Gewiss gibt es in Deutschland ebenfalls zweifelhafte Lehrer, und ich versuche auch gar nicht, meine Ansprüche zu krass hochzuschreiben. Dennoch muss ich sagen, dass Dr. Pandeys Unterricht ziemlich grottig ist. Er ist auf jeden Fall sehr freundlich und bemüht und hat auch Spaß am Unterrichten, ansonsten ist er aber völlig unstrukturiert, erklärt wenig und zieht einerseits den Stoff knallhart durch, hängt sich andererseits mit viel zu vielen unnötigen Wiederholungen von Kapiteln auf, die wir inzwischen offensichtlich beherrschen. Das frustet natürlich ein bisschen. Vor zwei Tagen hat er ein paar neue Adjektive eingeführt und vielleicht fünf Minuten erklärt, wie man sie verwendet, ehe wir dann – zum zwanzigsten Mal – alle Zahlen von 1 bis 50 aufschreiben mussten. Inzwischen habe ich sogar ein zweites Heft angelegt, in das ich Vokabeln und Grammatikregeln schreibe, damit ich eine einigermaßen vernünftige Übersicht habe.
Ohne die Kids wäre ich wohl verloren. Aber Tag für Tag helfen sie mir geduldig und begeistert bei den Hausaufgaben und üben mit mir das Lesen. Und es trägt Früchte: Was das Schreiben angeht, bin ich inzwischen relativ sicher. Mein Lesen festigt sich ebenfalls. In den Büchern der Kids verstehe ich natürlich noch nichts, aber ich weiß zumindest, wie ich die Worte auszusprechen habe. Fehlerfrei zweifelsohne nicht, aber ich werde besser. In unserem Arbeitsbuch erschließen sich mir inzwischen auch viele Sätze von selbst und ich verstehe deren Bedeutung, ohne nachfragen zu müssen:
नेपालमा हिमालहरू धेरै छन्। (nepalma himalharu dherai chhan: Nepal-in Berge viele sind > In Nepal gibt es viele Berge)

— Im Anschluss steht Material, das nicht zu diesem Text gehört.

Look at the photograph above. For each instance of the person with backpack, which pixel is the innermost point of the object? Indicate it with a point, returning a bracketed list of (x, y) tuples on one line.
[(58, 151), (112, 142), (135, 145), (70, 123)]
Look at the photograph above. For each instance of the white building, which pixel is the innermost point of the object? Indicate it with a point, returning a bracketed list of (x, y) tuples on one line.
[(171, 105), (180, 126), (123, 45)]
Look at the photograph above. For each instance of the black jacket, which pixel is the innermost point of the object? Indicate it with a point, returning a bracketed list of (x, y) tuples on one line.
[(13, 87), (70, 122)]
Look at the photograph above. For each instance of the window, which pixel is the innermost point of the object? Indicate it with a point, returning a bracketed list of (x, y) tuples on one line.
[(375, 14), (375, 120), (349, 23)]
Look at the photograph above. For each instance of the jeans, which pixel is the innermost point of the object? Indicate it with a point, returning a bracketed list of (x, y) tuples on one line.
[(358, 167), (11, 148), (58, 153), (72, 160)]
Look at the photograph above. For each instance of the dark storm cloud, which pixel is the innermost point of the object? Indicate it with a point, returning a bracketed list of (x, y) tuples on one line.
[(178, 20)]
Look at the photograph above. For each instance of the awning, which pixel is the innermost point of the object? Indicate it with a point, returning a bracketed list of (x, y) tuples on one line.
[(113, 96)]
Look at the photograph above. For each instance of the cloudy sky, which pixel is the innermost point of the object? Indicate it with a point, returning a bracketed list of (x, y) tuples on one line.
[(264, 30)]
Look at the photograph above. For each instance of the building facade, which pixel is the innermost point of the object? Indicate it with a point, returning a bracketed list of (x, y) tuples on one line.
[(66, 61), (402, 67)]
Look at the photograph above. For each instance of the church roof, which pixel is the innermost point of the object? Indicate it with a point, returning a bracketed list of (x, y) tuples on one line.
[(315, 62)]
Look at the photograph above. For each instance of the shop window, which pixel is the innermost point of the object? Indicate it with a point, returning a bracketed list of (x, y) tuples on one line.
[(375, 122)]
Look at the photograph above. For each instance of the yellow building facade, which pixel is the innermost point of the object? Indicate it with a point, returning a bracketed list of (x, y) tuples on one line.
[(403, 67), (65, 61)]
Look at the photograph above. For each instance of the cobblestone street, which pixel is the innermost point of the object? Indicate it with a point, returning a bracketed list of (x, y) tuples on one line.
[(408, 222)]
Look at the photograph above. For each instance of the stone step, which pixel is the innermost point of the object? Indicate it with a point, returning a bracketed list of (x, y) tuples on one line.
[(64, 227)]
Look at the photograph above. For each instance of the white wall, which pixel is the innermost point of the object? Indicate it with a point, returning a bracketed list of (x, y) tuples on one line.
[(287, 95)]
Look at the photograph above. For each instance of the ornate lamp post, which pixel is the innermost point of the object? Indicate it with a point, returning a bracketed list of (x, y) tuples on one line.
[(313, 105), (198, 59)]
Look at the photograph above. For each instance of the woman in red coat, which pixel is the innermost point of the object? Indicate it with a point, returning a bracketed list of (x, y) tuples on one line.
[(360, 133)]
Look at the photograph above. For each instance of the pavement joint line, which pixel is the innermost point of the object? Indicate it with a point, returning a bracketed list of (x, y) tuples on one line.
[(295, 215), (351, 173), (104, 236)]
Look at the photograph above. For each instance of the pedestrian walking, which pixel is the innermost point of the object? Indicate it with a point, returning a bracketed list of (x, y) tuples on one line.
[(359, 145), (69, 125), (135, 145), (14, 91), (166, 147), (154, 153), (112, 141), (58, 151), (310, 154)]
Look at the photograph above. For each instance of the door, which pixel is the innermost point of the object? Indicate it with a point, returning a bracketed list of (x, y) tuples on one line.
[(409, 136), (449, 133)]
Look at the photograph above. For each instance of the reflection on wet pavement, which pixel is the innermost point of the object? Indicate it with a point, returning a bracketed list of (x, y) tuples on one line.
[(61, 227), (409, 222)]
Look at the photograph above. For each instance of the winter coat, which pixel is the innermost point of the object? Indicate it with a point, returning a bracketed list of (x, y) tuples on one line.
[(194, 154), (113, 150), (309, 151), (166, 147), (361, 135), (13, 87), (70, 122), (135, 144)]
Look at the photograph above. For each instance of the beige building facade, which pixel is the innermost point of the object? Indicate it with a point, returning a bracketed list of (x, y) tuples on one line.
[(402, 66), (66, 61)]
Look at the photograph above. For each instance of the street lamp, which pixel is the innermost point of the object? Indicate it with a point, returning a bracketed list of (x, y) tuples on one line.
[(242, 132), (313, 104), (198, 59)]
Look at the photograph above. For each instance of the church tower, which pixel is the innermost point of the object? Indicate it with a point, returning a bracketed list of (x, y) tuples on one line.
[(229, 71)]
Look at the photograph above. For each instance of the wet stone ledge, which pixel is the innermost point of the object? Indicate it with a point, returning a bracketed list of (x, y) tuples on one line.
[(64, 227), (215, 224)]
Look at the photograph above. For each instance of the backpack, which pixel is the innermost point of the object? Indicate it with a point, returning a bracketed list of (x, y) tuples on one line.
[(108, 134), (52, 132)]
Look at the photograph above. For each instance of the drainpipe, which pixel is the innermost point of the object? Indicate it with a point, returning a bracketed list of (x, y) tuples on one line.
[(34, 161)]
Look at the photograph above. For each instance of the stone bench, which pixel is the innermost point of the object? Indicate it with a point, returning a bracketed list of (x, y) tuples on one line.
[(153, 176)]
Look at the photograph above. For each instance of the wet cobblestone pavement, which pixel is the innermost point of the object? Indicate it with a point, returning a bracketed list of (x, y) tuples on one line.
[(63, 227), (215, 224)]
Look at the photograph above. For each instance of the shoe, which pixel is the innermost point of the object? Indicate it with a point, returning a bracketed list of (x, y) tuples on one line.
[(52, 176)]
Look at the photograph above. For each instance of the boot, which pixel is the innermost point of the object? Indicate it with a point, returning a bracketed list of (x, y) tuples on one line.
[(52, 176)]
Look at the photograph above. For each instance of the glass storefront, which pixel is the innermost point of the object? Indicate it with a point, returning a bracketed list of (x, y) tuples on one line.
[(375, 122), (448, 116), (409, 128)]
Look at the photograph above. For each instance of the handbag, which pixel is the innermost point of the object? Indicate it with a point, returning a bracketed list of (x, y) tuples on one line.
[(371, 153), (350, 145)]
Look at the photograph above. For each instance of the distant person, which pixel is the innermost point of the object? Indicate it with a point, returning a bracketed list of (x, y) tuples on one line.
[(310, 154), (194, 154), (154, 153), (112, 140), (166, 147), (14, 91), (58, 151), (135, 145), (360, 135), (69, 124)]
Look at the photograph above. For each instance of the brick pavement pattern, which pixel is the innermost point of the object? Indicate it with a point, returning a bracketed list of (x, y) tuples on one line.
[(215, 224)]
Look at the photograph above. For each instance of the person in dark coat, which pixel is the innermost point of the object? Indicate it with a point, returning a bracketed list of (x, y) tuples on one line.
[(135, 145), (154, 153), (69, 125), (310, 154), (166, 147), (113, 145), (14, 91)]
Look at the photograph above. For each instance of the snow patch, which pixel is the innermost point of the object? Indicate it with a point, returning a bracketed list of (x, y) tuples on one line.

म धरमा छैनँ। (ma gharma chhaina: ich Haus-in nicht bin > Ich bin nicht zu Hause)
हाम्र साथीहरू धेरै छन् । (hamra sathiharu dherai chhan: Unser Freunde viele sind > Wir haben viele Freunde)

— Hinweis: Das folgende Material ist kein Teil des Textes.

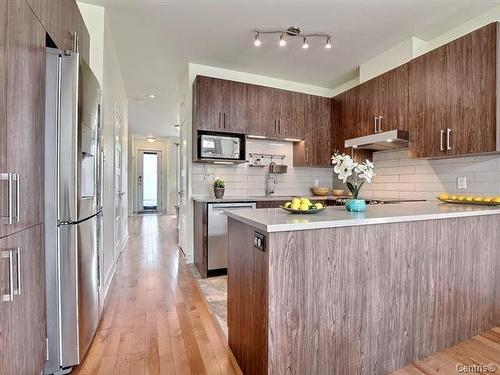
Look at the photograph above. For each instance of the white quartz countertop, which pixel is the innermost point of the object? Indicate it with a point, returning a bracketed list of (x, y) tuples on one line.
[(275, 198), (278, 220)]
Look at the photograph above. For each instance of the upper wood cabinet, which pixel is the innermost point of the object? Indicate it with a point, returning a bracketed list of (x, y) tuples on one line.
[(23, 119), (428, 116), (219, 105), (316, 148), (453, 97), (64, 23)]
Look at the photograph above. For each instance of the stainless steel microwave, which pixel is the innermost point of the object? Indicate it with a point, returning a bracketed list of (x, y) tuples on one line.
[(221, 146)]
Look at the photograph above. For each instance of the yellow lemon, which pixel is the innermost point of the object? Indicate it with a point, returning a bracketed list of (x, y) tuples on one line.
[(304, 207)]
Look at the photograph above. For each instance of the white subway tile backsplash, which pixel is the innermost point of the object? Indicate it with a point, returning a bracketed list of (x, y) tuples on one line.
[(244, 181), (425, 179)]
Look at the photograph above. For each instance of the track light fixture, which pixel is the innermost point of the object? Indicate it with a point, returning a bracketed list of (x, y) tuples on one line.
[(293, 31), (256, 41), (282, 40)]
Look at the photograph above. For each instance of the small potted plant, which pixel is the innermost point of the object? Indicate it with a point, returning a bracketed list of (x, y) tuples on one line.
[(354, 175), (218, 187)]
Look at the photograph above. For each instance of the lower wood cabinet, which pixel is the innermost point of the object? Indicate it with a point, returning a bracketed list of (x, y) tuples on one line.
[(22, 303)]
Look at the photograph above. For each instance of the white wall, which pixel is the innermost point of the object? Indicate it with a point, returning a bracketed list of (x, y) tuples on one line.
[(104, 63), (186, 209), (169, 176)]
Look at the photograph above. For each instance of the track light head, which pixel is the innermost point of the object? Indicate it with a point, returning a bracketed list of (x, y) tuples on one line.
[(282, 42), (328, 44), (256, 41)]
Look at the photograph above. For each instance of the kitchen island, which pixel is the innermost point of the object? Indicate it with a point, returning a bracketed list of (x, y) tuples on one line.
[(359, 293)]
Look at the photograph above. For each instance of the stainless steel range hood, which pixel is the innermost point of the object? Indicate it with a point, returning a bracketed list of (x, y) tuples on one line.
[(391, 140)]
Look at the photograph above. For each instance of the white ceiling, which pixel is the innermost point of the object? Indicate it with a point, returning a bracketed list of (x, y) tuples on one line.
[(155, 39)]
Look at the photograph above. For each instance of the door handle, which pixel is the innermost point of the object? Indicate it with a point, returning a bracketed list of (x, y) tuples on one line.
[(18, 198), (18, 259), (10, 296)]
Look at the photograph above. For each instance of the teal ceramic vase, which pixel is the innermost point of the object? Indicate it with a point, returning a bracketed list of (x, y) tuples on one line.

Wenn Nepalesen sprechen, verstehe ich noch nichts. Das wird auch noch etliche Monate dauern, bis ich da etwas verstehe. Aber ich freue mich über die ersten Fortschritte nach anderthalb Monaten Unterricht, über meine vielen willigen Nachhilfelehrer und dass sich mir das Schriftbild immer besser erschließt. Es ist schon ein cooles Gefühl, durch die Stadt zu laufen und nicht nur schöne Zeichen zu sehen, sondern Laute zu erkennen, teilweise Begriffe. Und so schwierig und fremdartig das Schriftbild doch ist, so ist die Grammatik an sich gar nicht so kompliziert und relativ übersichtlich. Muss halt alles nur gelernt werden.
Nachmittag und Abend
Der Unterricht endet normalerweise zwischen 13:00 Uhr und 13:30 Uhr, je nach Lust und Laune des Lehrers. Es ist erstaunlich, wie streng er die Anwesenheit notiert und unsere Hausaufgaben abhakt, alles andere sieht er eher locker – aber, muss man halt auch dazusagen, er ist eben ein Beamter und Regierungsangestellter. Seine Anstellung ist ihm sicher, er verdient sicher auch nicht schlecht, und eigentlich können wir uns glücklich schätzen, dass unsere Leistung ihm nicht völlig am Hintern vorbeigeht, denn grundsätzlich habe ich durchaus den Eindruck, dass er gern unterrichtet und die Klasse als angenehm empfindet.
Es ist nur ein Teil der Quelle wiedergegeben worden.